Fragmento
Es el anochecer de un día cualquiera. Luces, fogonazos, palmeras de las que se desprende todo un concierto de pájaros a dúo con la música jugosa y envolvente como el bullicio acogedor. Estamos en Catalina Park, a pocos metros del muelle de Santa Catalina, en el Puerto de La Luz y las mil banderas, muy cerca de la estela de pulpa arenosa de la playa de Las Canteras, donde el sol es un adolescente jugando entre los desnudos bronceados como para un Partenón viviente.
Gente. Crepitar de gente que habla en todos los idiomas y conoce el lenguaje de todos los deseos. Quioscos, tenderetes comerciales con los más exóticos artículos. Risas, sonrisas. Parejas y solitarios de todas las especies. Anchos afectos momentáneos, que a veces avinagra el guiño de la picaresca, sin trágicas consecuencias. Vestuarios de todas las épocas, ritmos de todas las músicas, alegría y color saturan el ambiente.
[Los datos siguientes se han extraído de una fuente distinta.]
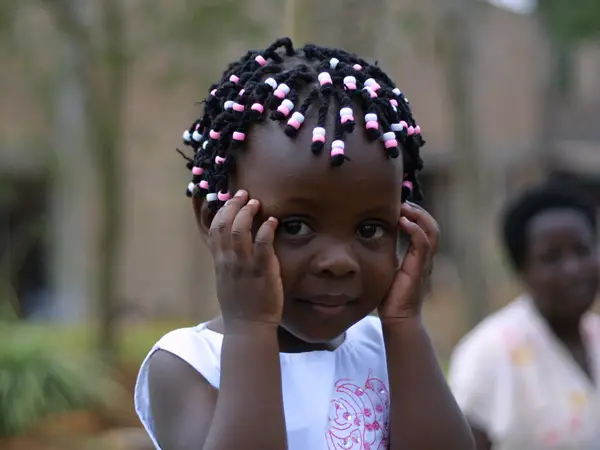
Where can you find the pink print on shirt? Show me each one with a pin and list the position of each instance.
(359, 416)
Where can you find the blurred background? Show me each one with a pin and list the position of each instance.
(98, 250)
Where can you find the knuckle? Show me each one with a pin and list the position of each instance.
(237, 235)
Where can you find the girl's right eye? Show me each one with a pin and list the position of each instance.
(295, 228)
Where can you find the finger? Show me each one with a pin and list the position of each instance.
(263, 242)
(417, 255)
(241, 229)
(220, 228)
(423, 219)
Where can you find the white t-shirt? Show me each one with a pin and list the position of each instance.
(516, 381)
(332, 399)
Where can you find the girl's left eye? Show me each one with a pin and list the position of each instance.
(371, 232)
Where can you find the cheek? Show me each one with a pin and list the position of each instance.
(379, 269)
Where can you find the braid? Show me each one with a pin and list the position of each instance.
(261, 82)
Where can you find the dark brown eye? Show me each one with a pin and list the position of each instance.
(371, 232)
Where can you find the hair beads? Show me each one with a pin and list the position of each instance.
(337, 152)
(283, 83)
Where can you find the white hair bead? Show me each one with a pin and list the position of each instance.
(287, 103)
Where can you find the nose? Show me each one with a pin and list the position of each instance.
(335, 260)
Catalina Park, un remanso de Las Palmas de Gran Canaria, perteneciente al archipiélago que los griegos y las leyendas llamaron Islas Afortunadas y Jardín de las Hespérides, en donde las manzanas de oro flotaban sobre ríos de leche espumosa y se alcanzaba la juventud perenne, como apasionadamente parecen disfrutar los que por aquí se acercan.
Los anuncios casquivanos de las luces de neón ponen en la noche una invitación irresistible para turistas y trotamundos. Nórdicas, bellas, sugestivas nigerianas, japoneses semidormidos, sudamericanos, alemanes, griegos y marroquíes, mezclados todos entre los elementos nativos, que componen un atrayente mestizaje en el que se funde el no sé qué ibérico con la restallante dulzura del isleño.
Desconcertado había llegado el viajero —pese a los anuncios publicitarios que lo hicieron elegir este lugar— pensando que se encontraba en tierra extraña. Recordaba a Montmartre, Carnabby Street, Via Venetto, Ámsterdam… y puede que algo tuviera de todo aquello, pero el Catalina Park le iba a mostrar bien pronto sus matices diferentes.
Algo extenuado por el viaje, apenas si había tenido tiempo de instalarse en la confortable habitación de la residencia que le habían contratado de antemano, y ya estaba en el Parque del que tanto le habían hablado. Sentado junto a una de las muchas mesas que se arraciman bajo los toldos, al aire libre, esperó que le sirvieran un batido de naranjas naturales. Contemplando aquel sugestivo remolino de gente entre la que comenzaba a encontrarse tan a gusto, recordó al Truman Capote y sus impresiones de Nueva Orleans: «No te preocupes por la vida. Nunca saldrás vivo de ella».